Because abdominal obesity is recognized to be a better predictor of CVD than BMI [7, 29], waist circumference has been adopted to reflect individual's CVD risks. We found that a waist circumference of >103 cm to be an important predictor for metabolic syndrome state. This cut point value concurs with findings from a study by Laaka et al [30], who showed that CVD and overall mortality was more consistently increased using a waist circumference criterion of 102 cm rather than the 94 cm adopted by the IDF and the WHO to diagnose the metabolic syndrome. While previous studies have shown that neck circumference was the most important predictor of OSA among all athropometric variables, observation from our study did not support the use of neck circumference for predicting metabolic syndrome or insulin resistance status and concurs with finding from a more recent study using nuclear magnetic resonance imaging (NMR) [31].

Several limitations of our study must be acknowledged. This study was not designed to include matched control subjects. Because the aims were to determine independent associations between OSA, metabolic syndrome, insulin resistance status and abdominal obesity, we included all patients who fulfilled inclusion criteria to avoid selection bias. There might also be confounding of metabolic and haemodynamic parameters due to use of antihypertensive drugs. This confounder is likely to be not significant because the number of patients taking antihypertensive drugs is small. Finally, although euglycaemic hyperinsulinaemic clamp is generally regarded as the gold standard for measuring insulin sensitivity, HOMA-IR is a simpler, inexpensive technique and has shown strong correlation (r = 0.82) when validated against the insulin-clamp technique [32].

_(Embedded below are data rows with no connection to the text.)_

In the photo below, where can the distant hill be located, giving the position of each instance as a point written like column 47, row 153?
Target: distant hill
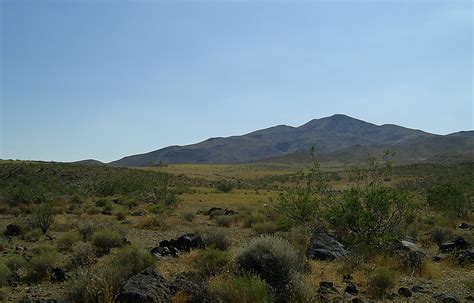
column 335, row 136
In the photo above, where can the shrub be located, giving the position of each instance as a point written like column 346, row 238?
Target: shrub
column 189, row 216
column 83, row 254
column 5, row 274
column 216, row 238
column 225, row 221
column 273, row 259
column 211, row 261
column 42, row 217
column 66, row 241
column 15, row 262
column 33, row 234
column 449, row 198
column 156, row 209
column 441, row 234
column 380, row 282
column 265, row 228
column 102, row 284
column 224, row 186
column 43, row 260
column 120, row 213
column 106, row 239
column 245, row 289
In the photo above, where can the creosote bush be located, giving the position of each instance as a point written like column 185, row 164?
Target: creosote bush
column 244, row 289
column 42, row 217
column 101, row 284
column 273, row 259
column 106, row 239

In conclusion, OSA is independently associated with the metabolic syndrome but not insulin resistance state. The observed independent association is largely driven by fasting glucose and triglyceride levels. The agreement between metabolic syndrome and insulin resistance status is poor in this cohort, which concurs with studies from a more general population cohort [33]. The biological mechanism of increased CVD risk in patients with OSA is therefore likely to be multifactorial which includes the parameters mentioned above and possibly hypoxia mediated. Pharmacological interventions for patients with OSA should therefore include strategies to lower serum triglyceride, glucose in addition to lifestyle intervention and CPAP therapy. Waist circumference measurement could be a used to predicting metabolic syndrome and possibly CVD risk in patients with OSA.